The UAW for decades has unsuccessfully sought to organize auto factories operated by foreign automakers.
Hyundai Motor said on Monday it will hike wages for nonunion U.S. production workers by 25% by 2028, weeks after the UAW won new contracts with General Motors, Ford Motor and Chrysler parent Stellantis.
The Korean automaker joins Toyota Motor and Honda Motor in raising U.S. factory wages after the UAW won a new contract that will result in wage increases of 25% through 2028 and other benefits.
“We know these non-union companies are doing this because they’re scared,” Fain’s testimony says. “They’re scared that their workers will see that a better life is possible once they organize into a union.

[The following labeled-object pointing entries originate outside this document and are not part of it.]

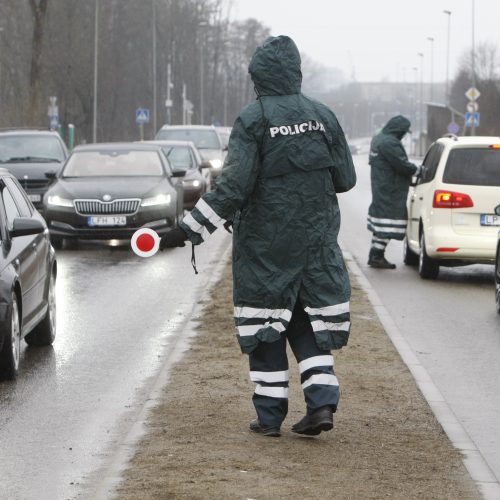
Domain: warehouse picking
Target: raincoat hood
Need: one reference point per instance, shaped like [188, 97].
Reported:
[397, 126]
[275, 67]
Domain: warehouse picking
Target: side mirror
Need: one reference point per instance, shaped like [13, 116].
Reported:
[23, 226]
[178, 173]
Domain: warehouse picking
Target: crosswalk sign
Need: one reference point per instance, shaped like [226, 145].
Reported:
[472, 119]
[142, 115]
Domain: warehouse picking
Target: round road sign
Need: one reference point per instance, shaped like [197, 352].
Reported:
[145, 242]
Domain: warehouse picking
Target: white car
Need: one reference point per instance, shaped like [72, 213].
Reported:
[453, 214]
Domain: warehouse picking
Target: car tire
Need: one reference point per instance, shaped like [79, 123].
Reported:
[45, 332]
[57, 243]
[10, 353]
[427, 268]
[410, 258]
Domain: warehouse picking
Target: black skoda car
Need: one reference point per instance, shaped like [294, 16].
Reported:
[27, 276]
[108, 191]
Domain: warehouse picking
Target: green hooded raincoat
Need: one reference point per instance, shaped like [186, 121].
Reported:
[391, 174]
[287, 159]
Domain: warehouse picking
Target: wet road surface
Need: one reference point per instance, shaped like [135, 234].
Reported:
[118, 315]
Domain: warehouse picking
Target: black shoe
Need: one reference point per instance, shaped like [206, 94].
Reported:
[313, 424]
[255, 426]
[379, 261]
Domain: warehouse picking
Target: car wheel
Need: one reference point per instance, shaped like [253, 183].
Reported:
[427, 268]
[410, 258]
[57, 243]
[45, 332]
[179, 218]
[9, 355]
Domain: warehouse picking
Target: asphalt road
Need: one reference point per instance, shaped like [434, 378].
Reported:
[451, 323]
[118, 316]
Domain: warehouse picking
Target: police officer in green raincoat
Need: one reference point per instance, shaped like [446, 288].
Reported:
[287, 160]
[391, 174]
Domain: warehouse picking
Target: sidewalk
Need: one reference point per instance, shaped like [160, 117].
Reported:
[386, 442]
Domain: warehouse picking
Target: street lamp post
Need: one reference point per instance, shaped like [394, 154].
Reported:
[96, 32]
[448, 13]
[421, 130]
[154, 66]
[1, 103]
[202, 24]
[431, 39]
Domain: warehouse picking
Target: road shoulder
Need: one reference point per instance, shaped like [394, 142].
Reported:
[386, 442]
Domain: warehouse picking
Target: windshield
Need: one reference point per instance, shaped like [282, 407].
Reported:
[477, 167]
[29, 148]
[180, 157]
[113, 164]
[203, 139]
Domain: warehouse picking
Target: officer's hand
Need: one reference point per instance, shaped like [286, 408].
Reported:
[174, 238]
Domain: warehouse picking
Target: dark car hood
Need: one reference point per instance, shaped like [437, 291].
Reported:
[31, 170]
[211, 154]
[116, 187]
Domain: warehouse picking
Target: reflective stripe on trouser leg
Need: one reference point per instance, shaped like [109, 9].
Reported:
[379, 243]
[319, 383]
[269, 370]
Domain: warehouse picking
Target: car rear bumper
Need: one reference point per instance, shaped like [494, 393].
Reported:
[480, 247]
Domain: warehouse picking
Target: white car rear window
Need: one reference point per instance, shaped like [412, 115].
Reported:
[473, 166]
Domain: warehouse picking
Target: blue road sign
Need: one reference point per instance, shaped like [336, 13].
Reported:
[472, 119]
[141, 115]
[453, 128]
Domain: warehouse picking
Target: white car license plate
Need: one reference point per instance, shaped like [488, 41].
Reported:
[108, 220]
[490, 220]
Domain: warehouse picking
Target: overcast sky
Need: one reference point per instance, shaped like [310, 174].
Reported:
[379, 39]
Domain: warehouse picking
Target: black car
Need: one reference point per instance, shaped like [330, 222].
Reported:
[184, 156]
[28, 155]
[108, 191]
[205, 138]
[27, 276]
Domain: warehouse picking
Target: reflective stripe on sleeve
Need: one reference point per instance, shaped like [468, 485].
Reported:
[195, 226]
[208, 212]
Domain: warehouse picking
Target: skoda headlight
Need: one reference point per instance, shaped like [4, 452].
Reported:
[160, 199]
[216, 164]
[59, 202]
[193, 183]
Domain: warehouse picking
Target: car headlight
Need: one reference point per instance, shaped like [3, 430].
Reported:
[193, 183]
[160, 199]
[216, 164]
[59, 202]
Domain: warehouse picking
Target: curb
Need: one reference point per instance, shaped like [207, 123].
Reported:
[474, 462]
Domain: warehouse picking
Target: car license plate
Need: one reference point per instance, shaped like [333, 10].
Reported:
[108, 220]
[490, 220]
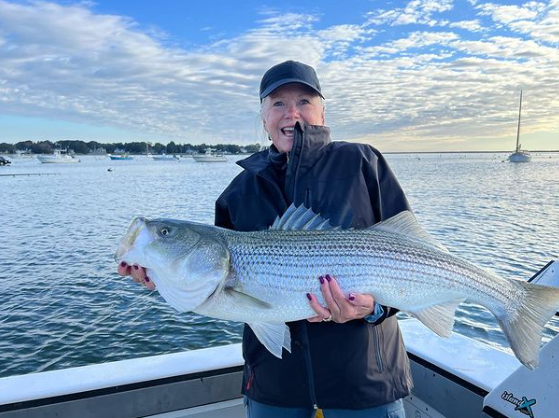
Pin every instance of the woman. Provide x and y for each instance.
(349, 359)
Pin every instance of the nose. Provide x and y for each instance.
(292, 110)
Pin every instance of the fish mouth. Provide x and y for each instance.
(127, 241)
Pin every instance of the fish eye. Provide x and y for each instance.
(164, 231)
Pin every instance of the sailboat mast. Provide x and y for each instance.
(518, 130)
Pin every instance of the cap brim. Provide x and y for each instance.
(280, 83)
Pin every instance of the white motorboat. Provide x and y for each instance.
(519, 156)
(58, 157)
(120, 157)
(456, 377)
(210, 156)
(163, 157)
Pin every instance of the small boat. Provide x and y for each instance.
(164, 157)
(120, 157)
(209, 157)
(58, 157)
(519, 156)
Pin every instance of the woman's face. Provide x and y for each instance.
(290, 103)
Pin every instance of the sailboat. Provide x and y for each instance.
(519, 156)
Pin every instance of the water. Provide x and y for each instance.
(62, 303)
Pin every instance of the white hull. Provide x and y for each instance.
(520, 157)
(164, 158)
(49, 159)
(209, 158)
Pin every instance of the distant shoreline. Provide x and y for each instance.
(464, 152)
(384, 152)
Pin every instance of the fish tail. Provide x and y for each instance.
(524, 325)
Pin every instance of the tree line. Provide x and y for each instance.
(81, 147)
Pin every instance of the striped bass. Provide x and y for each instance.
(262, 278)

And these companies are trying to head that off.”
The hearing will also include testimony from Teamsters President Sean O’Brien and Association of Flight Attendants President Sara Nelson.
Nelson’s testimony also cited Honda’s wage hikes.
“If non-union firms want to attract and retain qualified workers, they must compete with the unionized workers’ pay, benefits and working conditions,” her testimony says. “The more of us who are unionized, the more pressure all employers face.”
When U.S. President Joe Biden visited Illinois last week, he said he backed the UAW’s efforts to unionize Tesla and Toyota, adding that all U.S. auto workers deserve a deal similar to the UAW’s recent agreements with the Detroit Three.